The Water and Sanitation Corporation Ltd (WSC) is employing new measures to deal with the old problem of defaulters in a bid to recover a whopping Rwf6 billion in debts dating three decades back.
The newly-created agency, a restructure from the Energy Water and Sanitation Authority (EWSA) says it has the capacity to recoup the money it is owed.
"We will do anything in our capacity to recover the money and restore efficiency in serving Rwandans," said James Sano, head of WSC.
"Of course, we want to recover everything that there's, but we also know it's an uphill task," he added.
How the defaulters accumulated such an insurmountable amount is a question with no particular answer but one that the water body's head attributes to a mix of historical and current factors.
For instance, in the immediate after-mirth of the 1994 Genocide against the Tutsi when the country was undergoing liberation, a phenomenon arose "where people took over things," a practice that was locally nicknamed kubohoza.
"During that time, people took over houses that didn't belong to them and in the process also inherited bills that have not been paid up to now," said Sano.
But that was a countrywide phenomenon and it now means the Water and Sanitation Corporation must sort figures and know who to apportion which bills and for which period.
Sano said WSC is not recruiting any specialised agencies to go after defaulters but that for public institutions on their defaulters' list, they will petition the Ministry of Finance and Economic Planning to help push them to pay.
When Rwanda Revenue Authority (RRA) wants to recover its taxes from dodgy taxpayers, the law allows them to seize bank accounts of defaulters, and now it appears the country's new water body wants to move in that direction.
There have also been complaints among sections of the public that water subscribers have not received their monthly bills for the past five months.
But Sano ruled this as non-informed categories of people "who never pay attention to public announcements."
"We have made this clear in the past through the media that users must pick their bills from their (EWSA) branches, proceed to banks to make payments and bring slips to our offices to prove payment, and this has been the practice since February," Sano said.
It would mean that many users who have been unaware of the development have sat back in their homes and waited for water agents to deliver bills, now they risk being disconnected for nonpayment.
A recent auditor's report had brought to light allegations that the former EWSA water section procured a faulty software programme, Oracle, which could calculate the amount of water dispensed but couldn't bill.
But Sano said they have no billing problems.
"We have a system that bills 100 per cent and we built the software locally without spending any money, we don't have any billing issues," he said.
Heavy fines for cheats:
Another long-standing habit has been scrupulous people who illegally tap into the water pipes and use services illegally causing heavy losses to the water company. Sano said they have devised a deterrent mechanism.

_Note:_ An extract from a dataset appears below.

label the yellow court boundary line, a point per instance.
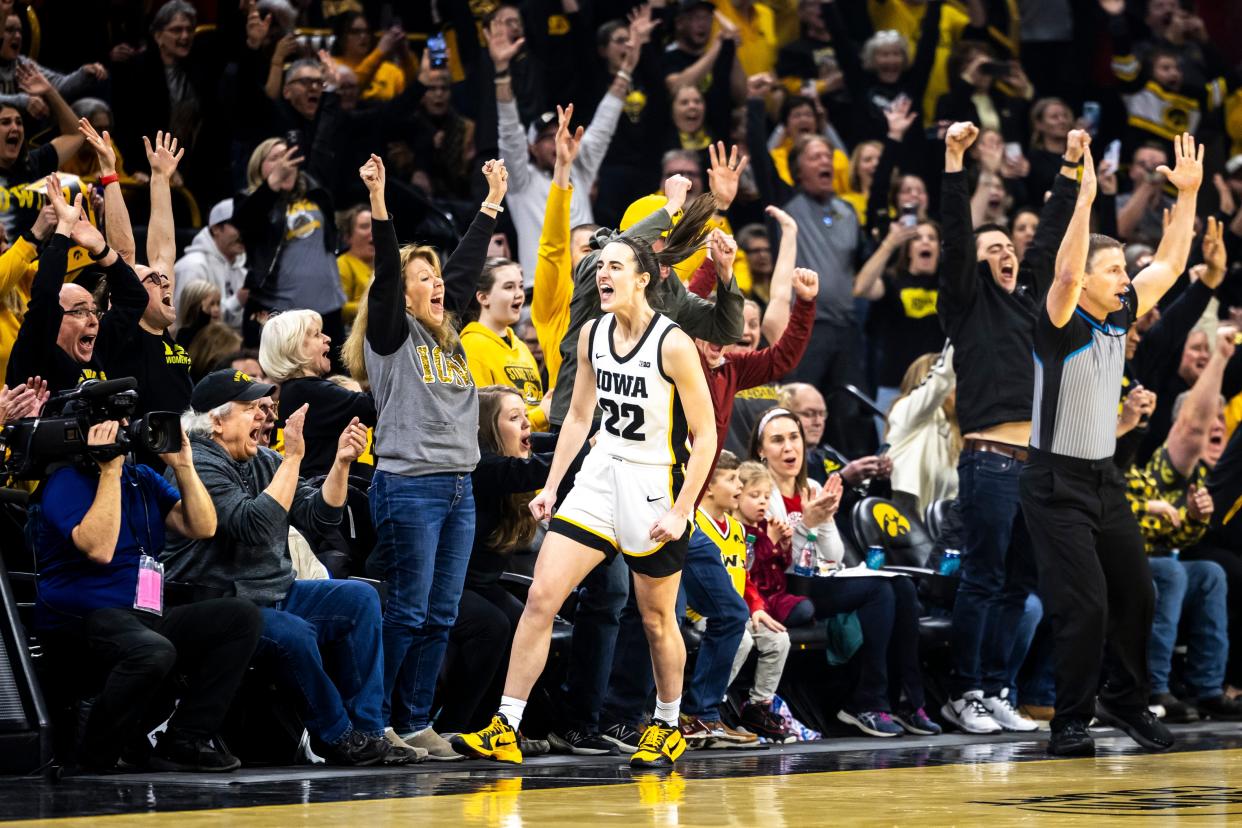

"We will fine up to Rwf1 million for anyone caught stealing water or tampering with our infrastructure. We are not joking," the new water chief warned.
But as Sano talked tough, consumers will be demanding for steady and regular supply unlike the ongoing situation of rationing water in various suburbs.
During dry season, the suppliers blame the drought for water cuts, and during heavy rains, that plants are buried under mud.
"We are making increasing production a top priority. We are investing in a number of projects whose results should be expected within a year from now," Sano says.